The Rise of Digital Repression: How Technology is Reshaping Power, Politics by Steven Feldstein
Interesting piece of non-fiction I decided to read for a book club. It took me a bit to get through because I haven't read much academically inclined writing in a while. I went into the book thinking the content would be about domestic American forms of digital repression. However, the book mostly deals with the problem on an international basis. It focuses on three case studies in Thailand, the Philippines, and Ethiopia and how different forms of government tend to use different kinds of digital repression techniques such as misinformation, internet shutoffs, surveillance, etc. For example, a political actor in a semi-democracy with high facebook usage like the Philippines would be inclined to use disinformation campaigns to rally support while a more authoritarian but less technologically developed nation like Ethiopia would tend to use blunter methods like internet shutoffs. I would've liked to learn more about how corporate America is involved in this on an international basis (China is mentioned a lot) but I found it a good read nonetheless.

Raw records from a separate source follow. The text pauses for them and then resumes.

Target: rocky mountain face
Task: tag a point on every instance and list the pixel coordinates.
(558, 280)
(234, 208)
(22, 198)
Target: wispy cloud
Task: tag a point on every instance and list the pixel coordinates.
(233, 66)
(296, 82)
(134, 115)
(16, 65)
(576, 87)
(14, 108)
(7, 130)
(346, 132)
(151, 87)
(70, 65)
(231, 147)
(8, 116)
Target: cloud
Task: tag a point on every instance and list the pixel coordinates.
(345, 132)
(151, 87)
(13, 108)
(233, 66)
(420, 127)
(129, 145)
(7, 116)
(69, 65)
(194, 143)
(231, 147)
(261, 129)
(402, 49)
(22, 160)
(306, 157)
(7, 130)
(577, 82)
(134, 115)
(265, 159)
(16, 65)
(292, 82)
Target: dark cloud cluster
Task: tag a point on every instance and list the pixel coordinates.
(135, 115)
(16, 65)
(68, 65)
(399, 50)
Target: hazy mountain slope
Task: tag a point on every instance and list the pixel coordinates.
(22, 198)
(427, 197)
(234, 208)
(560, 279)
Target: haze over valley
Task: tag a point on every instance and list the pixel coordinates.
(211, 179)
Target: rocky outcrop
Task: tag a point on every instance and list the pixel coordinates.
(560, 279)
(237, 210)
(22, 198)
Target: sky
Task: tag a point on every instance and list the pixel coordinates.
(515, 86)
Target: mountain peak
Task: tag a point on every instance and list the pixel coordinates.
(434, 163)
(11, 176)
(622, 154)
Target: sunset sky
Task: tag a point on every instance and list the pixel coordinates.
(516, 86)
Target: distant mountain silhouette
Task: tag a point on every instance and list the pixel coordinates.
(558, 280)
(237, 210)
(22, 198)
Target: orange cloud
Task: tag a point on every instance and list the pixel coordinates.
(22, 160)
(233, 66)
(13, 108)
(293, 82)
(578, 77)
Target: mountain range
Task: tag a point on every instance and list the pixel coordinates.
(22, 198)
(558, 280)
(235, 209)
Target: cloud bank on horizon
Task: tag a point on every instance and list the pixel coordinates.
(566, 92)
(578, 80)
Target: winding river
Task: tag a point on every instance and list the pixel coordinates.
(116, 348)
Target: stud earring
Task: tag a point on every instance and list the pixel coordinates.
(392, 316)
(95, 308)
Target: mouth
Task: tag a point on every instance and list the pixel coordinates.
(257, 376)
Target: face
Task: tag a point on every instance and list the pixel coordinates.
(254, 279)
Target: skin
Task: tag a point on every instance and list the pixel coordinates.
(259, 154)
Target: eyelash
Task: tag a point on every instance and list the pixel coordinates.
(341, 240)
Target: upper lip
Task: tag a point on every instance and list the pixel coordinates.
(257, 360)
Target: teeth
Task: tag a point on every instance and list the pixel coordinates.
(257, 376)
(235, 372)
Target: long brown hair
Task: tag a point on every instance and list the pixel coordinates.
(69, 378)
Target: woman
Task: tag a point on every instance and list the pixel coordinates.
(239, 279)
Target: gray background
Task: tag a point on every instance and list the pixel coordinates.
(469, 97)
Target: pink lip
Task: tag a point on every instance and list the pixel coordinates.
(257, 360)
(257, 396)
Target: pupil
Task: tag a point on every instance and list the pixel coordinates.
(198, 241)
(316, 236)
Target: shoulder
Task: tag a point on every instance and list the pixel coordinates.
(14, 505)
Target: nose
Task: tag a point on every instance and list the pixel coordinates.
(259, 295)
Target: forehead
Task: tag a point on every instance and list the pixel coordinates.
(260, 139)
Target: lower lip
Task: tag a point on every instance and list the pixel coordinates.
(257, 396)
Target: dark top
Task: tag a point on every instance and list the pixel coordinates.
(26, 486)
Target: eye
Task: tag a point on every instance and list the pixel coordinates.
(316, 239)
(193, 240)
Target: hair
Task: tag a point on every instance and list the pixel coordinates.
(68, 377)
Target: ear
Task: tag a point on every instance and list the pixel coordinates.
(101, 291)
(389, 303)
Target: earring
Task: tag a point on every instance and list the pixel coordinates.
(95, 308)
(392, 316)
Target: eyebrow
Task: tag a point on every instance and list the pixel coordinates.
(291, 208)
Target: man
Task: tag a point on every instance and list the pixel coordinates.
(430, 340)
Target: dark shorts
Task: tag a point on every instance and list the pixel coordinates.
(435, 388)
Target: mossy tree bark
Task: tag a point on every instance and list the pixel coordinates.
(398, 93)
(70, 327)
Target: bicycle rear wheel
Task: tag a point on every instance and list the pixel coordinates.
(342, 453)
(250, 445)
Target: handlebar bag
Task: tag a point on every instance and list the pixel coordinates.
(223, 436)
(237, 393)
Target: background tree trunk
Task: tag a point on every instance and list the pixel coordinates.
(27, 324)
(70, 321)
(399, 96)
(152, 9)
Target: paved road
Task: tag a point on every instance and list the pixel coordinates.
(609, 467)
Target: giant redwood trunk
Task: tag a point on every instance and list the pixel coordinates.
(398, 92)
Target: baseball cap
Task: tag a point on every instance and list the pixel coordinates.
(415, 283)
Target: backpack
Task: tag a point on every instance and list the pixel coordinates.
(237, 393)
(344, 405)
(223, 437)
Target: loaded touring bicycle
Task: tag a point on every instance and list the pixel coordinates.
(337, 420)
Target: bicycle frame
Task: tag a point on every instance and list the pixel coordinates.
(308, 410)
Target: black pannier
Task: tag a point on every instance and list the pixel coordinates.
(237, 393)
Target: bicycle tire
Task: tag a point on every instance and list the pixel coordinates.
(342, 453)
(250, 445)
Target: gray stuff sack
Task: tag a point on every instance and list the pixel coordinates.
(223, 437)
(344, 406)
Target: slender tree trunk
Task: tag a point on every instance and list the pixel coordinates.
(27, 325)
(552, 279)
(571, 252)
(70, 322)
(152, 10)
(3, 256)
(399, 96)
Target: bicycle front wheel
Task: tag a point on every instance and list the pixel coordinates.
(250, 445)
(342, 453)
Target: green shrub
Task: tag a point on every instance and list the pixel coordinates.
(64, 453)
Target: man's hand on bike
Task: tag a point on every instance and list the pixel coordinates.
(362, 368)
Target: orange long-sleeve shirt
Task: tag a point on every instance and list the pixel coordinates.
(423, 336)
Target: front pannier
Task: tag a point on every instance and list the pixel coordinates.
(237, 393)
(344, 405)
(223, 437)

Wrong Way by Joanne McNeil
This is a phenomenal book and feels incredibly relevant to the direction this country is headed in how we view jobs, particularly the idea of a "gig-economy." The main character, Teresa, stumbles into a job working as an employee for a tech start-up called "AllOver." While a good job on paper, she can't shake her negative feelings about it. Over the course of the novel, the idea emerges that tech companies, like AllOver, work to create a multi-faceted environment where labor becomes more and more hidden from the consumer. We all seem to feel some unconscious guilt when we interact with a server or a taxi driver. When automating or outsourcing work, tech companies intentionally cause the consumer to lose their connection with the cost of labor. Teresa’s position in the novel serves as a metaphor to the idea that no entity can fully eliminate the human involvement of creating. Wrong Way shows us through Teresa's employment at AllOver how these factors build up against personal and societal well being.